Clara Alonso (born 21 September 1987) is a Spanish model. Alonso was the only Spanish model to walk in the 2008 Victoria's Secret Fashion Show since 1999. She has been the face of GUESS and AX Armani Exchange. In December 2020, Alonso gave birth to her first son, and in November 2022 to her second.

==Career==
A regular in the Spanish runways, Alonso didn't make the jump internationally until she finished her studies. Once completing her studies she coincided with John Pfeiffer. In Florence, June 2008, Diane von Furstenberg hired Alonso for her "Cruise 2008-09" collection and months later was called to New York for the Spring-Summer 2009 fashion shows. While in New York, she also had the opportunity to work for Custo Barcelona. At 21 Alonso became Spain's new top model, chosen to be in the Victoria's Secret 2008 fashion show held in Miami. Only two Spaniards, Esther Cañadas in 1997, and Eugenia Silva in 1998 and 1999, had previously participated in the Victoria's Secret fashion show.

She has walked for Bottega Veneta, Luisa Beccaria, Brian Reyes, Nanette Lepore, Oscar de la Renta, Tory Burch, Cynthia Steffe, Luca Luca, Diane von Furstenberg, Lela Rose, Prabal Gurung, Abaeté, and Resort 2009 Diane von Furstenberg.
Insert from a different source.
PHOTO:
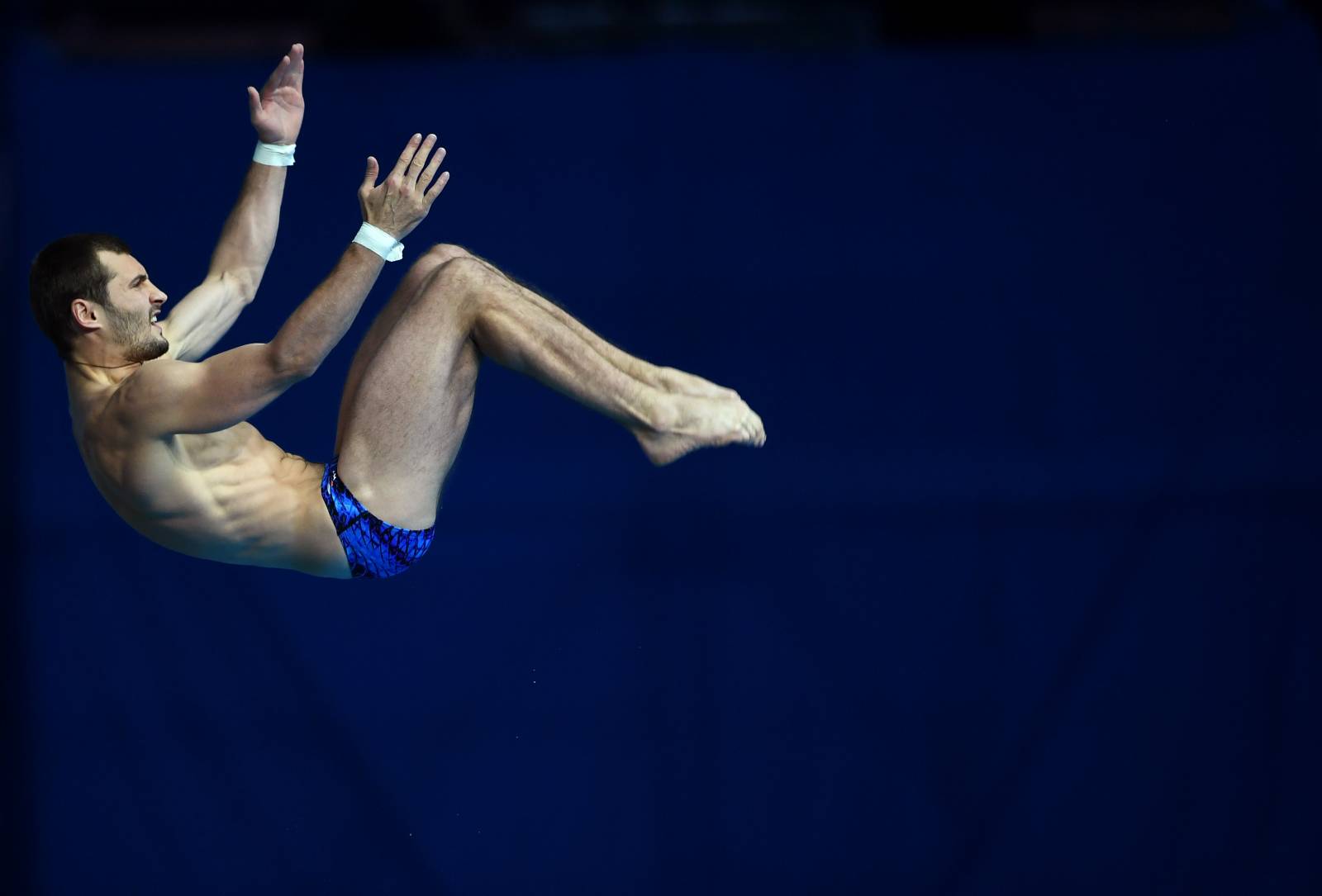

Alonso won L´Oreal award best model for Cibeles f/w 2010. She is the face for Agua Fresca de Rosas fragrance by Adolfo Domínguez and appears in its TV spot. She also did the lingerie campaign for GUESS shot by Yu Tsai in Los Angeles Stars in AX Armani Exchange Spring 2011 advertising campaign with compatriot Alejandra Alonso. In 2014, Alonso was the face of the new Triumph Essence product range for lingerie manufacturer Triumph International.

Alonso had a Spanish language blog for Vogue Spain where she connected with other fashionistas.

In 2015, she appeared for Pantene Water Damage campaign.